Tuesday, October 2, 2007

Iso Sika (Big Pig)

I dug up an old song the other day that consistently cracks me up no matter how often I listen to it. It's called Iso Sika, which in Finnish means "big pig". It's by Da Yoopers, a band from Ishpeming - a city in the western portion of Michigan's Upper Peninsula (U.P.). That side of the U.P. is overrun with people of Finnish descent and in the last hundred or so years since their immigration, they retained a remarkable amount of their culture - their Finnish names, the bland food, their love of vodka and hockey, a sauna in every backyard, a snowmobile in every garage, as well as their peculiar sense of humor as illustrated in this song. Da Yoopers get their name, incidentally from the term used (often in a derogatory fashion by outsiders) for the residents of the U.P. - "yoopers" or "U.P. -ers."
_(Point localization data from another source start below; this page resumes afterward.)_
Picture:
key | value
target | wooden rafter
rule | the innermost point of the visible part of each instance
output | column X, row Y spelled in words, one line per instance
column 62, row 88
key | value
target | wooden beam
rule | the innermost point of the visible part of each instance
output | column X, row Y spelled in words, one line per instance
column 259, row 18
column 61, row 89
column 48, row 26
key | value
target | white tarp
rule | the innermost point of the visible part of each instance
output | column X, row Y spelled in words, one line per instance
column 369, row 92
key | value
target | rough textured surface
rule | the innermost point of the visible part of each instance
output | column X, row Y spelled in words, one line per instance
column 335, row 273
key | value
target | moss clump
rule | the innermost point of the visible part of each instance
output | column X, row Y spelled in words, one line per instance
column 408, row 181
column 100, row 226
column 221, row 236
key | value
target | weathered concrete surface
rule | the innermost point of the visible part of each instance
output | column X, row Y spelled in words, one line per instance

The song's more common name is "The Killing of the Big Pig", and its matronly-sounding singer, Bertha Hintsala, begins the tune in Finnish and then repeats the lyrics in English. Here are the first two verses:

For sixteen years we fed that pig
He looked just like a hippo
Then he broke into the root house
And ate up all the potatoes.

Ma got steaming mad and said,
"It's time to make some bacon."
The pig killers came to kill the pig
And so did all the neighbors.

And, of course, nothing goes right. Why write a song about killing a pig if things go smoothly, eh? I think that's what's so funny about this song is that it plays on rural stereotypes, especially the notion that these quirky yoopers are a simple folk and perhaps the only people who would go to the trouble of writing a song about killing an offending pig.
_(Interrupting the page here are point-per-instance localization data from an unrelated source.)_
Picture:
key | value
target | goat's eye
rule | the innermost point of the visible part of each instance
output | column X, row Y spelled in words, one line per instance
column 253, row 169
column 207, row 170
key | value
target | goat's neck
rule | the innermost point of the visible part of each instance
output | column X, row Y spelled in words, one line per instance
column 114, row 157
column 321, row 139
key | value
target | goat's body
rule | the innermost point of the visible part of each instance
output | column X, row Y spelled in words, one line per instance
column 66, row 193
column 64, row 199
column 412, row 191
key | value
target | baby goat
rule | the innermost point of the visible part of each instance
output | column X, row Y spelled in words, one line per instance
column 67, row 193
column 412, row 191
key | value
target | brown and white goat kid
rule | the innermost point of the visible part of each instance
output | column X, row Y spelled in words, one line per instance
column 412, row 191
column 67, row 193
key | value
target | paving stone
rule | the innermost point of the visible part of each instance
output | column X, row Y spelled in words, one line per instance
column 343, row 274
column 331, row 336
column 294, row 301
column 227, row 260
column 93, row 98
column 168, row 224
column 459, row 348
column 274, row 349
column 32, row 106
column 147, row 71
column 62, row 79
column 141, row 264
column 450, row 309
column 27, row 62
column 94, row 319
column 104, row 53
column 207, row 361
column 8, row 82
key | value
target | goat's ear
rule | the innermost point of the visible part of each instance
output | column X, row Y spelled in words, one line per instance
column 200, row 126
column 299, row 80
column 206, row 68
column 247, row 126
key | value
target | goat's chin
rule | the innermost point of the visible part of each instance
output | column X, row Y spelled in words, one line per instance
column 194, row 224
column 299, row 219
So, have a listen and enjoy.








Note: This song appeared on the 1987 Da Yoopers album "Culture Shock" along with the more popular songs "Second Week of Deer Camp" and "Rusty Chevrolet".


Note 2: Read up on the Yooper dialect HERE

Note 3: Find out about Yooper culture from Prof. Kate Remlinger with whom I shoveled snow, ate pasties, etc. in the Keweenaw. - Kate's BLOG, Kate's profile at Grand Valley State.

3 comments:

Anonymous said...

I was just remeniscing about this song!! I grew up in Michigan, with full blooded Finnish relatives on my dad's side. He used to play this album a lot when we were kids, and it was great fun. I couldn't remember the lyrics, but remembered the first two lines. Glad to know Da Yoopers live on in memory ;)
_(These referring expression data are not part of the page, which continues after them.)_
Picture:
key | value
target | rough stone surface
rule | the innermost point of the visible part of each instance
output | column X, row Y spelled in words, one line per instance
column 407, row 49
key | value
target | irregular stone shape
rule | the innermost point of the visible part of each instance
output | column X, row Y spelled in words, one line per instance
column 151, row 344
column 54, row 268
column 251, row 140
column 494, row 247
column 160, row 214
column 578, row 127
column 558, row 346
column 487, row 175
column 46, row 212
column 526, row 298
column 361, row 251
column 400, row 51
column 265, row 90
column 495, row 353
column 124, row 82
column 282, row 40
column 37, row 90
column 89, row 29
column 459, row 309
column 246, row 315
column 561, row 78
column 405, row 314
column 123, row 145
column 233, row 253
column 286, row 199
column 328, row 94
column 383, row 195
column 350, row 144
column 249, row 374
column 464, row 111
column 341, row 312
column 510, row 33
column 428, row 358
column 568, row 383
Coralie Cederna Johnson said...

Happy St Urho's Day!

terriergal said...

päivää! From a Yooper transplanted to Minnesooota...(oh how I miss da UP)

I wish someone would post the Finnish text at some point... My later father tried to translate it but his memory of Finnish was a bit foggy or he couldn't make out what she was saying. So any Finns out there who are interested in posting that please do so!

"Isossa talossa kun sikkaan sjotetin, paljon ole nylkyoitaa"

Or something like that. I cannot for the life of me figure out how to make the proper omlauts on my keyboard, not that I'd remember where many of them go.